ETL Public Relations Manager Puleng Masoabi said their aim was to provide sanitary ware to 866 students from eight schools in remote areas.

“We made this initiative after realizing that there are school girls who fail to attend lessons regularly because, when that time of the month comes, they struggle to access sanitary towels and forced to stay at home,” she said, adding the kits were meant to last for three months, with more set to be delivered on a quarterly basis.

A lot of girls, Ms Masoabi said, had to use rags or sheep skins as makeshift sanitary towels, which adversely affected their confidence and concentration in class.

“We want you to have self-confidence while you are learning,” she said, referring to the learners.

For her part, Hlokomela Banana campaign ambassador Nthakoana Ngatane said the corporate sector was responding well to Her Majesty’s call with many companies and individuals adopting schools as requested.

She said the campaign had set for itself the target of providing sanitary ware to 73 000 girls in 343 schools around the country.

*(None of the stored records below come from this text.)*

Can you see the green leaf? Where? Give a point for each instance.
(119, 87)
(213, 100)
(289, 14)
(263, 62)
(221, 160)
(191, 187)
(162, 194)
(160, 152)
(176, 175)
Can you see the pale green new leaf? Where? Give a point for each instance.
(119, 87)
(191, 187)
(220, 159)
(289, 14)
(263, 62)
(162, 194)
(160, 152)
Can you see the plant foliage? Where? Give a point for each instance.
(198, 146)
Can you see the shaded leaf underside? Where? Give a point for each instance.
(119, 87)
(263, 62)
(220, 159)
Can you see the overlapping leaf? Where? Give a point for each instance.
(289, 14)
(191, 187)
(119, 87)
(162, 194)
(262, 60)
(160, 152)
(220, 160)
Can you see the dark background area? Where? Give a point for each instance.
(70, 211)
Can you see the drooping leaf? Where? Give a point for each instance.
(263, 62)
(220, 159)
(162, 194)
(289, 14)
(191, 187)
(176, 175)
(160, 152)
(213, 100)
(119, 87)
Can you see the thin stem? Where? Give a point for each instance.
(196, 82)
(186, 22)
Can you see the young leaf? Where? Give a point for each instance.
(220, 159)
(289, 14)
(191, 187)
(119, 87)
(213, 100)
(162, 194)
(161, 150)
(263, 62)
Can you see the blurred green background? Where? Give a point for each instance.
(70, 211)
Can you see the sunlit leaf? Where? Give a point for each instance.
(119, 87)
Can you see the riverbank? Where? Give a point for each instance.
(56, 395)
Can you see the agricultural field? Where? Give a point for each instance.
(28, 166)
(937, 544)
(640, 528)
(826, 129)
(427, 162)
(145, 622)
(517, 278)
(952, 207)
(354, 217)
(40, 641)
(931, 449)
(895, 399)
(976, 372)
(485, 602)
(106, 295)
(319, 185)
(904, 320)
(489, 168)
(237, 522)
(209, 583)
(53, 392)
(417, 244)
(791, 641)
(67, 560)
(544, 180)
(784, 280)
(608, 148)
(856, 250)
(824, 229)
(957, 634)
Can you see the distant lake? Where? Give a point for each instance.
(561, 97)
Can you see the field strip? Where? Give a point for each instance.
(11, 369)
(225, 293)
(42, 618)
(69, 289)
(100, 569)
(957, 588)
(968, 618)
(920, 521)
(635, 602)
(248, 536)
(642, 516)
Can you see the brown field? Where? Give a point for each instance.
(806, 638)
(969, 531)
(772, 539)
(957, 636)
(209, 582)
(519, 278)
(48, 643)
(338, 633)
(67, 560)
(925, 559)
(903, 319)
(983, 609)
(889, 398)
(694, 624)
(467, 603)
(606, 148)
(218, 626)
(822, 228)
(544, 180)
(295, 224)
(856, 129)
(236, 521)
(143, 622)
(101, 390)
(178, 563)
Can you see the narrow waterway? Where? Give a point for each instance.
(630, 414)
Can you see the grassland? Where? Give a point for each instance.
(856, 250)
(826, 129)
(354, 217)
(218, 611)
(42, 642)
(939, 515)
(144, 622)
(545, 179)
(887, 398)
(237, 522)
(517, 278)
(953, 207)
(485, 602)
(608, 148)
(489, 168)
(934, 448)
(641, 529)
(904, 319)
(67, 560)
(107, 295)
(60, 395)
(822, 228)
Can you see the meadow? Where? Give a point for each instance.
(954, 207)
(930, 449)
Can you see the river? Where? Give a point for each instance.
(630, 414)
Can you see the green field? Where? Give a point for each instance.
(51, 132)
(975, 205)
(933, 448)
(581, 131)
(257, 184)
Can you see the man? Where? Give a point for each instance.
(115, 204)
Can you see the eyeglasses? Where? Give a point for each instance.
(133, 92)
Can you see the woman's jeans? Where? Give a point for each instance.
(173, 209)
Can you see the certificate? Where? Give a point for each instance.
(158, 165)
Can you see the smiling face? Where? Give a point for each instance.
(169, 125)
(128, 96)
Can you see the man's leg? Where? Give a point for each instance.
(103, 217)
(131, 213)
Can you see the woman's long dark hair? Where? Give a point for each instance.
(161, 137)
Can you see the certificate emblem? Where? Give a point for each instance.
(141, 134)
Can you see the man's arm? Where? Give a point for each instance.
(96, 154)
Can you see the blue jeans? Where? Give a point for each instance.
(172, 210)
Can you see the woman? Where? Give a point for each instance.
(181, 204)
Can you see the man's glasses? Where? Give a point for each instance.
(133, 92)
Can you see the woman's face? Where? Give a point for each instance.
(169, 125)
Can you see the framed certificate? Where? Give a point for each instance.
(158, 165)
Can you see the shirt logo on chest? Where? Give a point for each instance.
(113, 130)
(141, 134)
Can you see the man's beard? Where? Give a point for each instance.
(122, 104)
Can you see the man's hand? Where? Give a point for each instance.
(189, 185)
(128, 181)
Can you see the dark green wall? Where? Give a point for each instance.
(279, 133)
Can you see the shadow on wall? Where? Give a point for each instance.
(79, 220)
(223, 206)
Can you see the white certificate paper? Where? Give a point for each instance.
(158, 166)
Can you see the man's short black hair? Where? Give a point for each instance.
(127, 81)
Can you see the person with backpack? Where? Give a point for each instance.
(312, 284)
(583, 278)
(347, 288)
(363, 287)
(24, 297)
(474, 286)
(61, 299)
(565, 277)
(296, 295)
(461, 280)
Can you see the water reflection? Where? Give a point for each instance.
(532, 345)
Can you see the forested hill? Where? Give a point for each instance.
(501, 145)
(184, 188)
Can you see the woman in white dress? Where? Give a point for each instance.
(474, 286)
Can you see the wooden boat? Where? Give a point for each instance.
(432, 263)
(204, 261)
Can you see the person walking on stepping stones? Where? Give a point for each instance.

So far, 9 381 girls from 44 schools have been adopted by 17 donors.

Apart from ETL’s Higherlife Foundation, the other benefactors include Matekane Group of Companies, Aids Healthcare Foundation, Alliance Insurance, Executive Transport, FNB Lesotho, LSP Construction, Pick N Pay, Engen Pioneer Auto Services, Roof of Africa, Thaba-Bosiu Risk Solutions and Exquisite Fabrics. Among the individual donors are Ntsiuoa Sekete, Likentso Jankie and Ms Anne.